The Performance Evaluation Advisory Council (PEAC), the advisory council tasked with reviewing state assessments and evaluations, has decided to backslide on teacher accountability — again.
Last Wednesday, PEAC voted 8-1 to recommend the state hold off on requiring districts to link state assessments with teacher evaluation until the 2017-2018 school year, according to the Connecticut Mirror. If the state legislature approves their suggestions, it would mark the third time the state has kicked the can down the road.
Of course, this is merely political posturing. Two days before PEAC’s decision, the state legislature’s Education Committee heard public comments on Senate Bill 380, which would permanently exclude student performance data on statewide mastery exams from teacher evaluations.
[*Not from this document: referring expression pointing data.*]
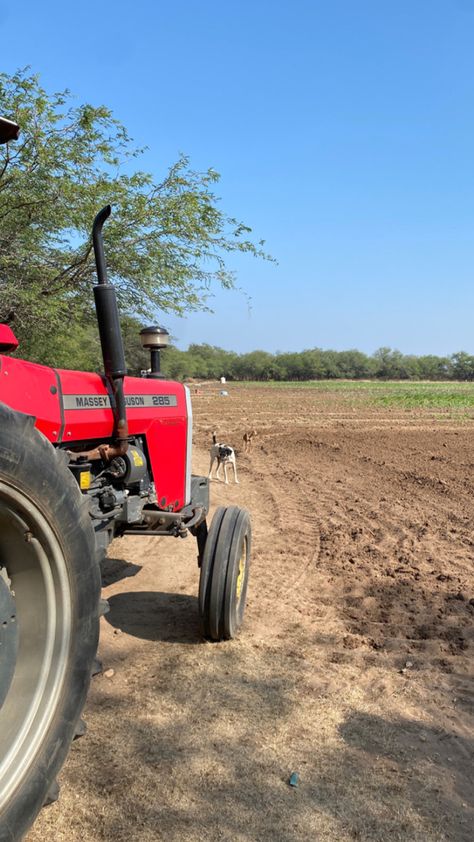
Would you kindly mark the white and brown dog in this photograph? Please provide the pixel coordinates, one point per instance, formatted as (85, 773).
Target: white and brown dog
(224, 455)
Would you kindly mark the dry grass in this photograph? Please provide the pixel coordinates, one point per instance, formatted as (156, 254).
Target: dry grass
(196, 741)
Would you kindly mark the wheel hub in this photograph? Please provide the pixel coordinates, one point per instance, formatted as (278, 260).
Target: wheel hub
(8, 636)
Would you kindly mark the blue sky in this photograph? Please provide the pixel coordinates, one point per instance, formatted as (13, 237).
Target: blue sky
(344, 134)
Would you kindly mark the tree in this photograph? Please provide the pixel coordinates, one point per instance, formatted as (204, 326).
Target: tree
(166, 241)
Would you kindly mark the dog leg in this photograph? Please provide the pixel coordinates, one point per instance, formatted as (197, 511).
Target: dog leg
(235, 472)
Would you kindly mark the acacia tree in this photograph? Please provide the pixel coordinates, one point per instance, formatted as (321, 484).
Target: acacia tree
(166, 241)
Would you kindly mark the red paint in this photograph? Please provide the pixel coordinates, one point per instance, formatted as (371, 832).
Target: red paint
(27, 387)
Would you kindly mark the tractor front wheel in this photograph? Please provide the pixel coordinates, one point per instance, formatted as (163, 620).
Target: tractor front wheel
(224, 573)
(49, 597)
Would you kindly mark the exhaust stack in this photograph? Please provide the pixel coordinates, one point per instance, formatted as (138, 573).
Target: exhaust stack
(109, 331)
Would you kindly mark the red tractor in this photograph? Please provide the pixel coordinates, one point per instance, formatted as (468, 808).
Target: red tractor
(85, 458)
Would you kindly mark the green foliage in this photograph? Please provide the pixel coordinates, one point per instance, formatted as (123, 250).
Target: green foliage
(209, 362)
(166, 241)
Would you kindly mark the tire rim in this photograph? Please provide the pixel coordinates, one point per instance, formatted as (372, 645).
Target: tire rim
(37, 575)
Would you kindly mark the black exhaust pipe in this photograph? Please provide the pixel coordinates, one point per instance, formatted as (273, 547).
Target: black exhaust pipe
(109, 328)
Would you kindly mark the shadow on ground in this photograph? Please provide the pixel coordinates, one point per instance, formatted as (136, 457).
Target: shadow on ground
(153, 615)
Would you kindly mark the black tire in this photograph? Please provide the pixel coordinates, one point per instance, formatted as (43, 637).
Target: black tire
(48, 570)
(224, 573)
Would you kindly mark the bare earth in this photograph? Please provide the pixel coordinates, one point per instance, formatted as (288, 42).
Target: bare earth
(354, 666)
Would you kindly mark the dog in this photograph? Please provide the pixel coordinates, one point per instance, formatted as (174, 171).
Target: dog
(247, 439)
(224, 455)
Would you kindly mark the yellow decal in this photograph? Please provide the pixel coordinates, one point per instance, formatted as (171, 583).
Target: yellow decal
(85, 480)
(137, 458)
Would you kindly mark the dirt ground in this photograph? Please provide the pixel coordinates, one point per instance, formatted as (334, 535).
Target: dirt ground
(354, 666)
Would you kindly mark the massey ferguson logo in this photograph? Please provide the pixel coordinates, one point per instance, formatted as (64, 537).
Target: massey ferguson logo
(103, 401)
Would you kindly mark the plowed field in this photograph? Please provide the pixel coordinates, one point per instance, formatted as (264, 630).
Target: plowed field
(355, 665)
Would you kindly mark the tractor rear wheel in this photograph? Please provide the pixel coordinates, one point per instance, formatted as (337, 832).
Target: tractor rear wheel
(49, 596)
(224, 573)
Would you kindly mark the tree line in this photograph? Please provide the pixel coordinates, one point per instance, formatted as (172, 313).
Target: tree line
(208, 362)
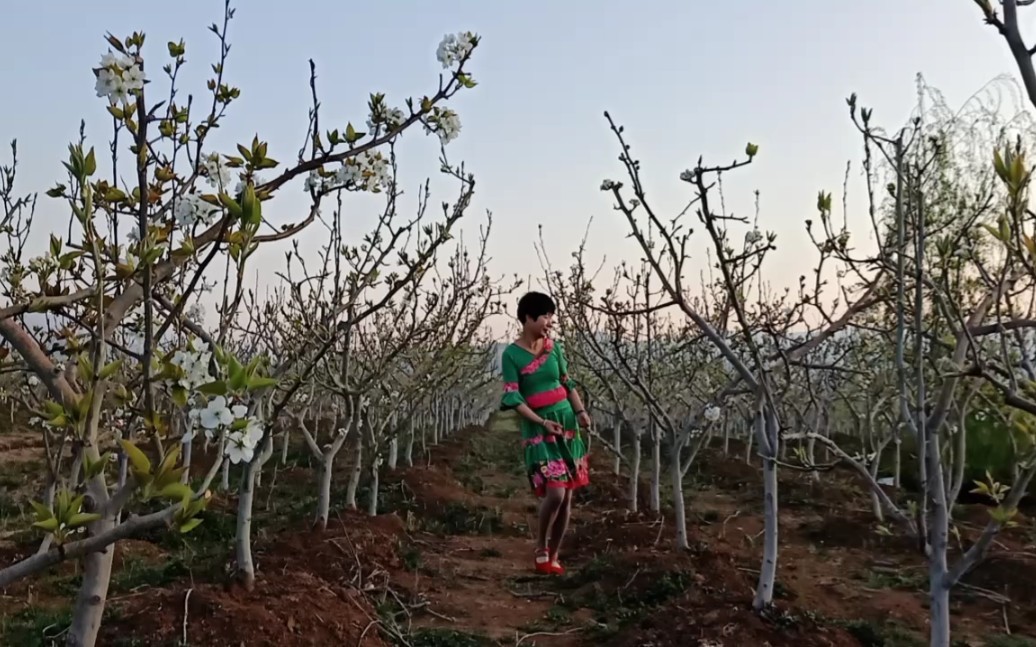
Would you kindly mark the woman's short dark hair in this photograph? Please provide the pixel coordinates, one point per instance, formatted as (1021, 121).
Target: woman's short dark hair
(534, 305)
This bill is largely being pushed by the Connecticut Education Association (CEA), one of the state’s two largest teachers’ unions, both of which have been ramping up their lobbying efforts. AFT and CEA have spent nearly $100,000 on lobbying in the last two months — and this total doesn’t even include campaign contributions from the past cycle.
If this union-backed bill passes, districts that voluntarily chose to include state exams in their evaluations would no longer be allowed to do so. ever.
It’s obvious why PEAC is stalling. They’re the advisory council that developed the state’s teacher evaluation system and were responsible for voting for the inclusion of assessment data. They want more time, but as Executive Director of the Connecticut Council for Education Reform Jeffrey Villar pointed out, their efforts might be misplaced.
“The teacher evaluation model that the state envisioned and developed in 2012 was designed to be balanced — including both objective and subjective measures of teacher performance,” said Villar in an email. “Because that system has never yet been fully implemented, we have been prevented from fully understanding how well it works and whether it needs to be refined.”
While the CEA is shouting from the rooftops that the state evaluation system doesn’t work, they actually have no real proof of that. What we do know is that without the link to assessments teacher evaluations have largely been skewed. If every teacher is labeled as exemplary how does that aid in their development? How does that improve students outcomes?
So, while PEAC stalls, the actual work of refining the state’s evaluation system is pushed back further. Another year lost.
PEAC may have that time, but what about students? As Villar put it — “let’s not forget, each child has only one opportunity for a quality education.”